As they walked back to camp, Hanxi felt eyes on him. He looked up to see Yue Lian watching from her tent flap, her expression unreadable in the dim pre-dawn light.

How much had she seen? How much did she suspect?

She caught his gaze and smiled—but it wasn't her usual bright, cheerful expression. This smile was thoughtful, analytical. The smile of someone piecing together a puzzle.

Xiaohua appeared behind her, whispered something in her ear. Yue Lian nodded slowly, never breaking eye contact with Hanxi.

Then she retreated into her tent, the flap closing behind her with a definitiveness that felt like a door shutting.

"She knows," Hanxi said.

"She suspects," Wei Feng corrected. "There's a difference. As long as you don't confirm anything, you have plausible deniability." He glanced back at the tent. "But yeah, that girl is smarter than she lets on. I've been saying it for months—Master Yue's daughter plays at being an airheaded merchant princess, but she's been watching everything with very sharp eyes."

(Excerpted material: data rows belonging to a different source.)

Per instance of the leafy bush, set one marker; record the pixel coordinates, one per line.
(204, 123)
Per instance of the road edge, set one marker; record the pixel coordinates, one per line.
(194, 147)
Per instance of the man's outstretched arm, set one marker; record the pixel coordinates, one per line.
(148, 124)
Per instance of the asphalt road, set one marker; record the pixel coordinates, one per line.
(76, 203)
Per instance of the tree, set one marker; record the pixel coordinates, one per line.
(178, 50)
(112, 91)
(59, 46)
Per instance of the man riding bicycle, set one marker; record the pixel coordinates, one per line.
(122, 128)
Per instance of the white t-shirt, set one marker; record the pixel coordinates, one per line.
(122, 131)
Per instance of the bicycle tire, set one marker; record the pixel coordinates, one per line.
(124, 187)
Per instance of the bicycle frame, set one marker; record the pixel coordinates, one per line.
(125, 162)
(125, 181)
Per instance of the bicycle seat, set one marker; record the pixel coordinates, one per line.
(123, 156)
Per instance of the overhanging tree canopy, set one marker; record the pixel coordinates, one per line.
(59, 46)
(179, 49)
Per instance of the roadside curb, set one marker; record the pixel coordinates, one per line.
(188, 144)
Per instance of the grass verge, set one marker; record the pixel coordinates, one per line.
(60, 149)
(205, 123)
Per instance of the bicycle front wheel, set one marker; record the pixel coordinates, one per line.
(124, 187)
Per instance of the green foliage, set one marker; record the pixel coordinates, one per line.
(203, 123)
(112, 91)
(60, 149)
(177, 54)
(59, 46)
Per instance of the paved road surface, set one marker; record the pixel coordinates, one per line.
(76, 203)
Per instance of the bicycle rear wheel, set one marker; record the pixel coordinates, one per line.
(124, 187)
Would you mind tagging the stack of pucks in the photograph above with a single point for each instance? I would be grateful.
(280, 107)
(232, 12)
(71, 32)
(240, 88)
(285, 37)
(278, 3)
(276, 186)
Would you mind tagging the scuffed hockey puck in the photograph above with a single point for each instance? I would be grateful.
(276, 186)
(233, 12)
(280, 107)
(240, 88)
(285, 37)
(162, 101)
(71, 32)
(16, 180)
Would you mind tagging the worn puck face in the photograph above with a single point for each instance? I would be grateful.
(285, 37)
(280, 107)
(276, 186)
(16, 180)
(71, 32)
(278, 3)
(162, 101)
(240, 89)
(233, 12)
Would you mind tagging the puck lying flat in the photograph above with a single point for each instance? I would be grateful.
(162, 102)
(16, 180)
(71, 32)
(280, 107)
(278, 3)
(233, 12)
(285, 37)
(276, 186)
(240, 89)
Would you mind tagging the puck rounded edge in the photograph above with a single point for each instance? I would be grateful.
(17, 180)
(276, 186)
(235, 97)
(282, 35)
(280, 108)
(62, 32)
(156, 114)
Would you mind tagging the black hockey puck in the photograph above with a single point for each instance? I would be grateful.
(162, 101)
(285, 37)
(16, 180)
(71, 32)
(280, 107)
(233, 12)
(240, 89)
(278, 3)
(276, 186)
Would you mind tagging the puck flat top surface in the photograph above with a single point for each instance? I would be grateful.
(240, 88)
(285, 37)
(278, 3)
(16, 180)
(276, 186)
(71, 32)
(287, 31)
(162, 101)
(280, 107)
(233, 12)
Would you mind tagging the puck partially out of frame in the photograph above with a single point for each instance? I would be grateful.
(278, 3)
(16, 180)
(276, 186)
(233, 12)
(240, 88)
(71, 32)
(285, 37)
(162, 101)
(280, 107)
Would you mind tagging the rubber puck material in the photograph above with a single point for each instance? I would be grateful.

"Why would she pretend to be naive?"

"Same reason you pretended to be a weak cultivator for seven years—survival. People underestimate what they think is harmless." Wei Feng dumped the rabbits by the cooking fire. "In the merchant world, being seen as foolish is sometimes the best protection. Nobody plots against an idiot."

"But she's not an idiot."

"No. She's not. Which means whatever she's planning by bringing you to the capital, it's more complicated than 'I need a bodyguard.'" Wei Feng pulled out his pipe again. "My advice? Figure out what she really wants before you arrive at the Yue Clan compound. Because once you're on their territory, you're going to be playing a game with rules you don't understand."

The camp began to stir as the sun rose. Guards changed shifts. Fires were rekindled. The smell of cooking rice and now rabbit stew filled the air.

Hanxi helped with the morning chores, trying to act normal, trying not to think about the fact that he'd killed and cleaned three animals in his sleep.

But when he closed his eyes, he could still feel it—the satisfaction of the hunt, the rightness of providing for the pack, the wolf's approval settling into his bones like warmth.

First trial complete, a voice whispered at the edge of his mind. You can hunt. Good. Now comes the harder test.

Can you protect?

Hanxi's eyes snapped open, scanning the forest around them with suddenly heightened senses.

Something was watching them. Something large, and hungry, and getting closer.

The second trial was about to begin.